Nutrition data was collected in Burkina Faso and Kenya over two rounds, covering interventions received during antenatal care visits, breastfeeding and complementary feeding practices, receipt of under-5 interventions, dietary practices among key sub-populations, and food security. Read more about nutrition findings in Burkina Faso and Kenya. A report on technical innovations was also produced that included questions about coverage of nutrition-specific interventions and diet that are not commonly measured in nationally representative household surveys.
Primary Health Care
Primary Health Care information was collected in Ghana and more recently in Uganda under a collaboration with Harvard University, Ariadne Labs. The Uganda survey revealed that most people report significant financial barriers to access care, that most lack continuous relationships with a care provider, while providers lack access to patient information. Read more here.

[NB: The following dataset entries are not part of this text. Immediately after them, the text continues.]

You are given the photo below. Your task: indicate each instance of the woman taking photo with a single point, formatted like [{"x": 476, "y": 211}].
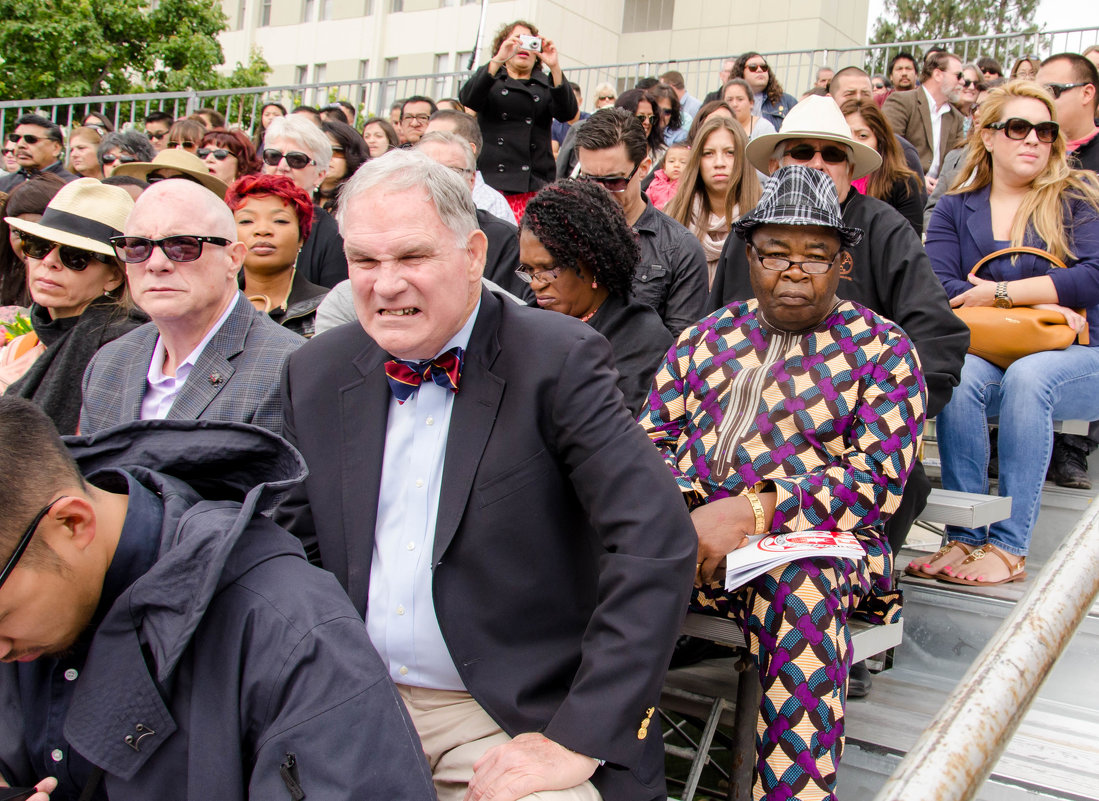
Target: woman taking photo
[
  {"x": 740, "y": 98},
  {"x": 229, "y": 155},
  {"x": 892, "y": 181},
  {"x": 517, "y": 102},
  {"x": 578, "y": 254},
  {"x": 1021, "y": 192},
  {"x": 273, "y": 218},
  {"x": 717, "y": 187},
  {"x": 78, "y": 289}
]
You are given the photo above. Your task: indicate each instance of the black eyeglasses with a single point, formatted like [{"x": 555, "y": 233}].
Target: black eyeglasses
[
  {"x": 181, "y": 247},
  {"x": 75, "y": 258},
  {"x": 780, "y": 265},
  {"x": 1057, "y": 89},
  {"x": 221, "y": 154},
  {"x": 25, "y": 540},
  {"x": 296, "y": 159},
  {"x": 611, "y": 184},
  {"x": 1017, "y": 128},
  {"x": 830, "y": 154}
]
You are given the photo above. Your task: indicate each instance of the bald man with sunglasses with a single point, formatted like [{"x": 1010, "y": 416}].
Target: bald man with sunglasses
[{"x": 208, "y": 353}]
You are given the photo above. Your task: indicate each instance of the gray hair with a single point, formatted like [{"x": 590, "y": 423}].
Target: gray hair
[
  {"x": 304, "y": 134},
  {"x": 130, "y": 142},
  {"x": 400, "y": 170},
  {"x": 454, "y": 140}
]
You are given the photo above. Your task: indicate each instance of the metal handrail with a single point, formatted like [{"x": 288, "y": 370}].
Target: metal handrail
[{"x": 956, "y": 754}]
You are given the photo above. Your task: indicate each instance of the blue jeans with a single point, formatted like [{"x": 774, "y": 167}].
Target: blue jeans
[{"x": 1027, "y": 398}]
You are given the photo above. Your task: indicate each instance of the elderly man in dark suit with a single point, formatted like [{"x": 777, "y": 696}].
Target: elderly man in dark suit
[
  {"x": 517, "y": 546},
  {"x": 924, "y": 115},
  {"x": 207, "y": 354}
]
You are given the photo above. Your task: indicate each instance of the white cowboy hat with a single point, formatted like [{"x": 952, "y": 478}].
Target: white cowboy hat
[
  {"x": 84, "y": 213},
  {"x": 814, "y": 118}
]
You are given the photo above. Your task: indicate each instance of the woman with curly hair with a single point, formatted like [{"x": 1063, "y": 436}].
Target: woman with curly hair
[
  {"x": 717, "y": 187},
  {"x": 770, "y": 101},
  {"x": 578, "y": 254},
  {"x": 892, "y": 181},
  {"x": 274, "y": 217}
]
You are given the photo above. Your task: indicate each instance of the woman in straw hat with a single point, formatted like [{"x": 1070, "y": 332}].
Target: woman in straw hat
[{"x": 78, "y": 289}]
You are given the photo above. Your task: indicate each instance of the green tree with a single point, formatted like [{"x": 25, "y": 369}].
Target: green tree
[{"x": 79, "y": 47}]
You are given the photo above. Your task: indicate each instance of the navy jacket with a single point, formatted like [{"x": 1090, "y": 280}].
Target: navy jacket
[{"x": 231, "y": 653}]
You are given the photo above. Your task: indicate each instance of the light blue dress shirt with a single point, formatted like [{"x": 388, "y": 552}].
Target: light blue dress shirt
[{"x": 400, "y": 612}]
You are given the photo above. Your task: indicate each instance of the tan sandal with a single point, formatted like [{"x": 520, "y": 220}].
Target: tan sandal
[
  {"x": 951, "y": 549},
  {"x": 1016, "y": 570}
]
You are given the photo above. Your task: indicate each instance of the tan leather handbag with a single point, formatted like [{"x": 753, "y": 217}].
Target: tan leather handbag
[{"x": 1005, "y": 335}]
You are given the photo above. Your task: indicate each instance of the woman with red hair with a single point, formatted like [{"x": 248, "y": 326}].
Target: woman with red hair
[
  {"x": 229, "y": 155},
  {"x": 274, "y": 217}
]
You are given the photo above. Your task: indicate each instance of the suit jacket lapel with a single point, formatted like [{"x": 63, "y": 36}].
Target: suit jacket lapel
[
  {"x": 213, "y": 369},
  {"x": 364, "y": 413},
  {"x": 472, "y": 419}
]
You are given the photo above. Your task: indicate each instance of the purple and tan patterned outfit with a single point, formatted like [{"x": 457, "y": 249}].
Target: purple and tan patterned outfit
[{"x": 830, "y": 419}]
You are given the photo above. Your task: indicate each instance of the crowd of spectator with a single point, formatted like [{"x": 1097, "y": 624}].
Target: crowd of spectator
[{"x": 754, "y": 302}]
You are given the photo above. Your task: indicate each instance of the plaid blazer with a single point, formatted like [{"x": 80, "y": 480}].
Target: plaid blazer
[{"x": 235, "y": 378}]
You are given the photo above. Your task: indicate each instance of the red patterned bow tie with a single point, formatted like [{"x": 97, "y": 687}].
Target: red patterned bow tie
[{"x": 404, "y": 377}]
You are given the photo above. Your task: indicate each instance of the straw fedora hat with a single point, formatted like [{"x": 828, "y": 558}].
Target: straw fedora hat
[
  {"x": 84, "y": 213},
  {"x": 814, "y": 118},
  {"x": 180, "y": 160}
]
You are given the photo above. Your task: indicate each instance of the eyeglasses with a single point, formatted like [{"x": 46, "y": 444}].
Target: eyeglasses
[
  {"x": 1057, "y": 89},
  {"x": 75, "y": 258},
  {"x": 296, "y": 159},
  {"x": 780, "y": 265},
  {"x": 221, "y": 154},
  {"x": 830, "y": 154},
  {"x": 181, "y": 247},
  {"x": 611, "y": 184},
  {"x": 1017, "y": 128},
  {"x": 529, "y": 275},
  {"x": 24, "y": 541}
]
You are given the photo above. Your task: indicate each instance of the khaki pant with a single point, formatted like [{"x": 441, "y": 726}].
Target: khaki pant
[{"x": 455, "y": 732}]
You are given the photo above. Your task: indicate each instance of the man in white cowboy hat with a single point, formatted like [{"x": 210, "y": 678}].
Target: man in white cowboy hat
[
  {"x": 208, "y": 354},
  {"x": 174, "y": 163},
  {"x": 888, "y": 271}
]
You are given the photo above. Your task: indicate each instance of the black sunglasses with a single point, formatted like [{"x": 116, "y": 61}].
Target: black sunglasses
[
  {"x": 25, "y": 540},
  {"x": 831, "y": 154},
  {"x": 617, "y": 184},
  {"x": 221, "y": 154},
  {"x": 1057, "y": 89},
  {"x": 75, "y": 258},
  {"x": 181, "y": 247},
  {"x": 296, "y": 159},
  {"x": 1017, "y": 128}
]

Water and Sanitation/Schistosomiasis
Water and Sanitation/Schistosomiasis monitoring was supported in Uganda over two rounds of nation-level data collection that revealed higher levels of prevalence than expected among all educational levels and wealth quintiles. Children ages 2-4 are the most at-risk age group for schistosomiasis. Read more here.
Menstrual Hygiene Management (MHM)
Menstrual Hygiene Management (MHM) modules were included in 12 PMA survey rounds and encompassed questions on the type of MHM materials used, location for changing materials and the safety, cleanliness and privacy of these locations. Read more MHM findings for Niger, Ethiopia, and Kongo Central DRC.
Exposure to Communication Interventions
Exposure to family planning communication interventions was evaluated in DRC from 2016-2018, through a collaboration with the Johns Hopkins Center for Communication Programs. PMA data are cited in CCP’s Family Planning and the ‘Voice of Youth’ in Democratic Republic of Congo.